Two methods have been proposed to make a statistical inference for the tumor growth inhibition T/C ratio. If a log-normal distribution of tumor volume can be assumed, then the small-sample likelihood inference is suitable. If the underlying distribution of tumor volume is difficult to assess, then the nonparametric bootstrap method can be used. Furthermore, sample sizes were derived for the purpose of statistical design of drug screening tumor xenograft experiments. The proposed methods are easy to implement. An S-plus code for the analysis is available from the author. However, antitumor activity assessment based on the T/C ratio could result in substantial efficiency loss if at least one observation missing occurs early in the experiment. The methods proposed by Vardi et al. (2001) and Tan et al. (2002) are more efficient for handling the missing data. However, neither method quantifies the treatment effect, yielding only a p-value with no confidence interval. Longitudinal modeling of tumor xenograft data is attractive (Heitjan et al., 1993).
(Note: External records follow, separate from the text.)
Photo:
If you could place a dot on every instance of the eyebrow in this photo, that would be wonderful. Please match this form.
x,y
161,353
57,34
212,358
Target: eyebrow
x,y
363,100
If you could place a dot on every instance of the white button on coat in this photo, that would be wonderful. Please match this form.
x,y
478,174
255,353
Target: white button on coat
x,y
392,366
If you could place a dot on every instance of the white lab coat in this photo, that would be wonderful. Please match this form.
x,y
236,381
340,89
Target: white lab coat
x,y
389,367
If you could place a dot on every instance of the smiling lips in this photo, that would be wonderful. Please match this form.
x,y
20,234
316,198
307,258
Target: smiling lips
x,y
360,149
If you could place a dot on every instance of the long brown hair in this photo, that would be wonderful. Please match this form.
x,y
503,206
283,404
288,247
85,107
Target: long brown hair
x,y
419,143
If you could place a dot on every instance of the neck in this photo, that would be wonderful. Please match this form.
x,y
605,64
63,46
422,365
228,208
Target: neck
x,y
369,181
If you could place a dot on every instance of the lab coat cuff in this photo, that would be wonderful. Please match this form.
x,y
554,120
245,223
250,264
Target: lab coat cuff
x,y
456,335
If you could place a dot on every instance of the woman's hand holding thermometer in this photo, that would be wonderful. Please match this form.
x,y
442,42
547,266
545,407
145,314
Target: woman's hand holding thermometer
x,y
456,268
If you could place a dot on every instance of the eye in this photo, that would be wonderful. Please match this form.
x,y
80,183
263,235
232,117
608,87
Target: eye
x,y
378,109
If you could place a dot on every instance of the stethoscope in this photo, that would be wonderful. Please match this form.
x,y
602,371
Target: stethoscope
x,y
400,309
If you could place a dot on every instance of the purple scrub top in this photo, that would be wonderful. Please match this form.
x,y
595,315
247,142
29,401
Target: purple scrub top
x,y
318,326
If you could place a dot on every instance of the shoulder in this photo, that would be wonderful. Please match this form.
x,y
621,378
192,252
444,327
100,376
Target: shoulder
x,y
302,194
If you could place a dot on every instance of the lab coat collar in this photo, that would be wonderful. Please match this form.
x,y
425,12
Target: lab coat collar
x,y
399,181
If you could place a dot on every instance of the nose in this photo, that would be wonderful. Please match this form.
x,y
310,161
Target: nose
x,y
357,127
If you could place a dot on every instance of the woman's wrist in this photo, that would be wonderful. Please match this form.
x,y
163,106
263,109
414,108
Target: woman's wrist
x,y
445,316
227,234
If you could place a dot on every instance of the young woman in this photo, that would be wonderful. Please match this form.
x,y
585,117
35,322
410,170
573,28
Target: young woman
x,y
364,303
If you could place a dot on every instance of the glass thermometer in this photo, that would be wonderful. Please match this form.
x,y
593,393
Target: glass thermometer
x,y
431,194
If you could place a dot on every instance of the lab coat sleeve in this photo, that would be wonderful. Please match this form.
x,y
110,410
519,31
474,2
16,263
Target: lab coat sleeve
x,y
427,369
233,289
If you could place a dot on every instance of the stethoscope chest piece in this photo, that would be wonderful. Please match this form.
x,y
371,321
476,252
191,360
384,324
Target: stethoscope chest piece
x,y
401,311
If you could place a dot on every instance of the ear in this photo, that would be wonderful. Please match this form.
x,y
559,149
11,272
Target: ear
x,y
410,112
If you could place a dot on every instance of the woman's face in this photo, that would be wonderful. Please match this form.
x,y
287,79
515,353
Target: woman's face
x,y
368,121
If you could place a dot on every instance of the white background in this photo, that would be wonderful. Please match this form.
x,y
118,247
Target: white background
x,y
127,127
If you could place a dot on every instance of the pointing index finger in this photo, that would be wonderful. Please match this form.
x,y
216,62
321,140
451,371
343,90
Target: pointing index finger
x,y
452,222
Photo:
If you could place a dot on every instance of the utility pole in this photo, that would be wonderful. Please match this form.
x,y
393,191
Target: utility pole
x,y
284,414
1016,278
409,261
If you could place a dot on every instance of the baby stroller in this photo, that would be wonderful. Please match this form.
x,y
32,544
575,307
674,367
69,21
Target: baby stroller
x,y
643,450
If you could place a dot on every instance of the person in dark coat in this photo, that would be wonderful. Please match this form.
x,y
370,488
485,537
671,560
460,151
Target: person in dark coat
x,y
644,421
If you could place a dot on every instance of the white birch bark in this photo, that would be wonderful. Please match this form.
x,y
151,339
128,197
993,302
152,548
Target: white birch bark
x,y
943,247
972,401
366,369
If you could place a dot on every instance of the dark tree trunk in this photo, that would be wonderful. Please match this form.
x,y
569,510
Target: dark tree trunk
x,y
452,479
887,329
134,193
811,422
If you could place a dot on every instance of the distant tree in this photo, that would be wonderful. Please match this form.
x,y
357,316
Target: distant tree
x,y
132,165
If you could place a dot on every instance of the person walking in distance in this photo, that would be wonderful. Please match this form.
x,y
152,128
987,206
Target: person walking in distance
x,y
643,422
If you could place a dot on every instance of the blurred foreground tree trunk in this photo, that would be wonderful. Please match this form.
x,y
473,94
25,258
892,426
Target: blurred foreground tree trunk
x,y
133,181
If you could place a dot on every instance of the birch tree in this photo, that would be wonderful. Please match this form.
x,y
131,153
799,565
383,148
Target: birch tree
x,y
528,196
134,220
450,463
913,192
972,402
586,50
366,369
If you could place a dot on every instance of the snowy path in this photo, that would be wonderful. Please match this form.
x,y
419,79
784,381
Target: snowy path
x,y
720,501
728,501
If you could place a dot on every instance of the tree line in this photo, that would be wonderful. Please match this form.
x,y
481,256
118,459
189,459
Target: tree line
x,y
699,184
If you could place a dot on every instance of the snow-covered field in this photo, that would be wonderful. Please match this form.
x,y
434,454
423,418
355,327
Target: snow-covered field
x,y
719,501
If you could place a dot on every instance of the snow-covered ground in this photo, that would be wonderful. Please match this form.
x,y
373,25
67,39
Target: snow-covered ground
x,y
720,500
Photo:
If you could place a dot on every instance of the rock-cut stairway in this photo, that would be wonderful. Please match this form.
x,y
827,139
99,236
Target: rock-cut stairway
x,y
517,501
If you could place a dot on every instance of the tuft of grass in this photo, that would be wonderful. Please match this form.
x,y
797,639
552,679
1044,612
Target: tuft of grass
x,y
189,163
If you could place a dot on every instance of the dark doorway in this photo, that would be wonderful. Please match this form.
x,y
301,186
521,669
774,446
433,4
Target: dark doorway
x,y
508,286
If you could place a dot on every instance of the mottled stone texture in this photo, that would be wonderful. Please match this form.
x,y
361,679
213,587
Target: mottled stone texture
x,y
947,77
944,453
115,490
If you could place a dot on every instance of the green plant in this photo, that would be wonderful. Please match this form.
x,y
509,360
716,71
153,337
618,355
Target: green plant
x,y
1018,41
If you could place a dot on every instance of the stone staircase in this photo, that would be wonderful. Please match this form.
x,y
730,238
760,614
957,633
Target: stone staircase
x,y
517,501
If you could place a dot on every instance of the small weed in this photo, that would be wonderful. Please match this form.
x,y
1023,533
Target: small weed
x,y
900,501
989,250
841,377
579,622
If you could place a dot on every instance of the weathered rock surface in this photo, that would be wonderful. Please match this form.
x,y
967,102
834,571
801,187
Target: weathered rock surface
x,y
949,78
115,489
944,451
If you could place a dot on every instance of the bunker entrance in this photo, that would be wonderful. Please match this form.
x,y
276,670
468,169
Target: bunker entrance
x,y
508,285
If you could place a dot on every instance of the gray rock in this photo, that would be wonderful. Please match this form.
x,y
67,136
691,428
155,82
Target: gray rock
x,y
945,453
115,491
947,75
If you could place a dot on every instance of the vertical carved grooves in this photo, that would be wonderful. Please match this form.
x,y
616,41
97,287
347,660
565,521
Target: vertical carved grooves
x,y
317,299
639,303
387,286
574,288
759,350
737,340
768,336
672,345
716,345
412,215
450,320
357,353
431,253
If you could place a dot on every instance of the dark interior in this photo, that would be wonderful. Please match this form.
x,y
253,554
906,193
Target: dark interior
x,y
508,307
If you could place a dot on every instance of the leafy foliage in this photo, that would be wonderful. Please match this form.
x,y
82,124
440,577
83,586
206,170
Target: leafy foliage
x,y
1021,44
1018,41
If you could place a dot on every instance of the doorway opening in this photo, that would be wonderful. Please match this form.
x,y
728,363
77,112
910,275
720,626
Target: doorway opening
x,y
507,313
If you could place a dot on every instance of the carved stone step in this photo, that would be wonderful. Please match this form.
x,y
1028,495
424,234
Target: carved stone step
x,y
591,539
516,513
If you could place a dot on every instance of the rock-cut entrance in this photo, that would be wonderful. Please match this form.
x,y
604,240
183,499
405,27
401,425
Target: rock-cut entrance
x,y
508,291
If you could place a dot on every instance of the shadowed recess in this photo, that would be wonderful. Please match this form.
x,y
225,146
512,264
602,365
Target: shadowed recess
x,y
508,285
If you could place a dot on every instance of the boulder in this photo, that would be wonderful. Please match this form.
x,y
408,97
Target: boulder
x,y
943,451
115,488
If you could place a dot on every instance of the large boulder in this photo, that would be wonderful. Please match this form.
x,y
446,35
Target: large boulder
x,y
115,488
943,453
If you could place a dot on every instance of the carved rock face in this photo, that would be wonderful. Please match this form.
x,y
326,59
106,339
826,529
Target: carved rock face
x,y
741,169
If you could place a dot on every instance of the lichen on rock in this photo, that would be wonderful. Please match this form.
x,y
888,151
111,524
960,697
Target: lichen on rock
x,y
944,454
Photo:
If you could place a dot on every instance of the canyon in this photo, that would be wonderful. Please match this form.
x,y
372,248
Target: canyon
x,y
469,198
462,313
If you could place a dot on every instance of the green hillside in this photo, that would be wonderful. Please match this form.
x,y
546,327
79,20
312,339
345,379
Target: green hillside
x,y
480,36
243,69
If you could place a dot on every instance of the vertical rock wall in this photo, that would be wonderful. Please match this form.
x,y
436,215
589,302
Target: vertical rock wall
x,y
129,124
It incorporates the correlation structure of the repeated observation and is valid under the assumption of data missing at random. However, longitudinal modeling requires more restrictive assumptions, such as normality (log-normality), autoregressive correlation, and growth curve. Finally, a reviewer pointed out that in practice it is more important to investigate the homogeneity of the T/C ratio across several tumor models. Johnson et al. (2001, p. 1430) pointed out that “activity in multiple xenograft models is a useful predictor of clinical activity.” The work of Voskoglou-Nimikos et al. (2003) appears to support this conclusion.